Foodpump, that's my thing, a seal in Canada just seems like a tick mark on union ranking to slip into a job application process. The testing, from back when it actually was something I aspired to have, seemed like total bs as a marker of even core ability. I really wish there was a credential that I could work, earn, and be proud to have on my business card, but honestly I get a circling the wagons feel off of the current system.


----------



## spoiledbroth (Sep 25, 2014)

tweakz said:


> Wouldn't chef vs cook be like Autism vs Aspergers? -Aren't they both spectrum disorders?
> 
> Isn't 'Chef' a title of respect as in 'yes Chef' or 'yes sir'? Personally I don't like such titles (don't like being called sir). I don't believe respect is about addressing someone in such way similar to how an apology should never be coerced.
> 
> ...


??? are you saying a chef is a glorified line cook?


----------



## chefboyog (Oct 23, 2013)

AllanMcPherson said:


> Foodpump, that's my thing, a seal in Canada just seems like a tick mark on union ranking to slip into a job application process. The testing, from back when it actually was something I aspired to have, seemed like total bs as a marker of even core ability.
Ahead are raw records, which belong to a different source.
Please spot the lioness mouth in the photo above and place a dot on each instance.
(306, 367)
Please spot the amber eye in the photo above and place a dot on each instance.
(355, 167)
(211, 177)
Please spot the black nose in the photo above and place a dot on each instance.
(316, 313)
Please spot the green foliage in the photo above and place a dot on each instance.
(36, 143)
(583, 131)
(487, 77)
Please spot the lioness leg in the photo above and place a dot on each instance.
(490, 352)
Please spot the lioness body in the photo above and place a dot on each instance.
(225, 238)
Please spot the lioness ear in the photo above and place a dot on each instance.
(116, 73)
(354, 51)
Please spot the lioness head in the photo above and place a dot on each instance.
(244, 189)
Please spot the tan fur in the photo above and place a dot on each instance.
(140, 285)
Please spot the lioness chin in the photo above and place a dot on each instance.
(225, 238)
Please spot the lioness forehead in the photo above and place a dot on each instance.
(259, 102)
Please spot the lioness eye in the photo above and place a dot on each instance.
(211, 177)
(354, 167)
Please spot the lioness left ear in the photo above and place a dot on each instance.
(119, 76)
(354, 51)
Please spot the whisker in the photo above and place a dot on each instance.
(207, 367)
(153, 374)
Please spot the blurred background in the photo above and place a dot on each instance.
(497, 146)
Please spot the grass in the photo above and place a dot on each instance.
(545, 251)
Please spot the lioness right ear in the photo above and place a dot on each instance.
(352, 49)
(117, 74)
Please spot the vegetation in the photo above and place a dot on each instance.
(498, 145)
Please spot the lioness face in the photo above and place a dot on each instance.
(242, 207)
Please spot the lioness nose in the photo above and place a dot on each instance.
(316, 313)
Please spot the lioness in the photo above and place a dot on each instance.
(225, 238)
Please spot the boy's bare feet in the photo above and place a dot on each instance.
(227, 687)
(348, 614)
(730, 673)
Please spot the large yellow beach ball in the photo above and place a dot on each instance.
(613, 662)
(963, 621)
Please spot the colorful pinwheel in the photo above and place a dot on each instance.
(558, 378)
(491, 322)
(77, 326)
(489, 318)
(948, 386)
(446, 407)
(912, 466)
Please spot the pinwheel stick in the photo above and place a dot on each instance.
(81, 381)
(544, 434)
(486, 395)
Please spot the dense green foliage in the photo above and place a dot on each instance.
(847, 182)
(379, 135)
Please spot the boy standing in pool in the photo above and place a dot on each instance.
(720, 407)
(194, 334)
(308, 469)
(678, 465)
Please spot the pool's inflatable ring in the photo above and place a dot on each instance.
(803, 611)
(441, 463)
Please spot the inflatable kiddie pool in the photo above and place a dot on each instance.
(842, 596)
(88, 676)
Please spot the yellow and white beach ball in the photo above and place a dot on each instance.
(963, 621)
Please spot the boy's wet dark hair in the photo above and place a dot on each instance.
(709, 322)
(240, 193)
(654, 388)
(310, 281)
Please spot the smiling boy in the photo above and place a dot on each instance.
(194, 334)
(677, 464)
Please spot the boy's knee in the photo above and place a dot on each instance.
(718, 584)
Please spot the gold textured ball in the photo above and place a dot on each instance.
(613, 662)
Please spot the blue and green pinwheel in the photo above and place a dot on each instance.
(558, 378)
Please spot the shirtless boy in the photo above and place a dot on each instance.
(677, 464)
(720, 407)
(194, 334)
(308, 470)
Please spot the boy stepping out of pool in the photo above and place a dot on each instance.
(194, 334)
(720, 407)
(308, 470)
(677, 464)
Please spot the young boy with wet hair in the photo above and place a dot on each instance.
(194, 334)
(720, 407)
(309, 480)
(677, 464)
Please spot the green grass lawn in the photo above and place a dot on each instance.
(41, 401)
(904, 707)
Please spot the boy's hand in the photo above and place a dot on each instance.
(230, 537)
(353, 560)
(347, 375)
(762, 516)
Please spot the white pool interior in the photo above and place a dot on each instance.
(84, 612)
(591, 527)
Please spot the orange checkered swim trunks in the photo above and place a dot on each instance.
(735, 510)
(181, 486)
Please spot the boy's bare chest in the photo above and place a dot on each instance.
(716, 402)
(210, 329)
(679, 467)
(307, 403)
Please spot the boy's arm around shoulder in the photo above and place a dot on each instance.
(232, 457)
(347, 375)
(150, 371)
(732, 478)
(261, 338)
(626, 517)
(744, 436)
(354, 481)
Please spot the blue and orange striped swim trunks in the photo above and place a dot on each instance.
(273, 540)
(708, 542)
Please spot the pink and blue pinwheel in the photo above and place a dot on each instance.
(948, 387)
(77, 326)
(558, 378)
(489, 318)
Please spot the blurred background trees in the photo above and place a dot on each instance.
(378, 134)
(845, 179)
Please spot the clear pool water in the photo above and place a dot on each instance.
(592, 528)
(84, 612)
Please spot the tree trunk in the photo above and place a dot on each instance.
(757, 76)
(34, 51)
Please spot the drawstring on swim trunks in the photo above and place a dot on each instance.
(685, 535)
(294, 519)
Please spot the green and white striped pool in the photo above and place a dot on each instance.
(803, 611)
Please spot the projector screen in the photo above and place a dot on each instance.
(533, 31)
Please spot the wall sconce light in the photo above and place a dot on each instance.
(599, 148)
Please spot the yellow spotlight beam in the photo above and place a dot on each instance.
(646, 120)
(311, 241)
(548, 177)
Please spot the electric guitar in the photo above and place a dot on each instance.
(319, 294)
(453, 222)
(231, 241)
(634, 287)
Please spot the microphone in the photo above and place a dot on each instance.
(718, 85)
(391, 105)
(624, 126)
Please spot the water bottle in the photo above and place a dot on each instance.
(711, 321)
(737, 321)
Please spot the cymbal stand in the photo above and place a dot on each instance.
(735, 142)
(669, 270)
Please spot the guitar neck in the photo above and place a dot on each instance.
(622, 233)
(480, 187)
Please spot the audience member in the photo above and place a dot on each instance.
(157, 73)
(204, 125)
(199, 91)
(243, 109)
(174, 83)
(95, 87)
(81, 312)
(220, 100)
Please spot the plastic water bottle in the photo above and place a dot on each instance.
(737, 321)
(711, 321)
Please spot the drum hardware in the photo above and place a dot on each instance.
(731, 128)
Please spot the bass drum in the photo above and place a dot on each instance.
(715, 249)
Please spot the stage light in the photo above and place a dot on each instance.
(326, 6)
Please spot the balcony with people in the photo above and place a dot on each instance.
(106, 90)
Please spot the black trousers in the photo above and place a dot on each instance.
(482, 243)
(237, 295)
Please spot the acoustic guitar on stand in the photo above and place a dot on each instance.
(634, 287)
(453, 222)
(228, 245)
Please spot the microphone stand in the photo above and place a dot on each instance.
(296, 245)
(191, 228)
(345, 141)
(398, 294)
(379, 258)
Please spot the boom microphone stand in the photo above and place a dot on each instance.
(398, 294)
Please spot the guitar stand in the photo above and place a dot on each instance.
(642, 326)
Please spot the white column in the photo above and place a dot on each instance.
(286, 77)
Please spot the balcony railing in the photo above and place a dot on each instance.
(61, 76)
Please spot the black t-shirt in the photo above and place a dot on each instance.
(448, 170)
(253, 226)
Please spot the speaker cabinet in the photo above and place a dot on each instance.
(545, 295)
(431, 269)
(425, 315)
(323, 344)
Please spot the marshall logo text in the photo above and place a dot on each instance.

I really wish there was a credential that I could work, earn, and be proud to have on my business card, but honestly I get a circling the wagons feel off of the current system.


Do you have it or no? And if no, why do you feel specifically that it is BS testing?


----------



## allanmcpherson (Apr 5, 2007)

Og, Sorry, I thought I had been pretty clear that I did not have a Seal and it has only been this conversation that had me even consider it in many years.

Specifically what gave me a bad impression of the testing process? Well, I am not going to name names but the key things would be:

The lack of ability displayed by sealed cooks (in actual cooking and general knowledge)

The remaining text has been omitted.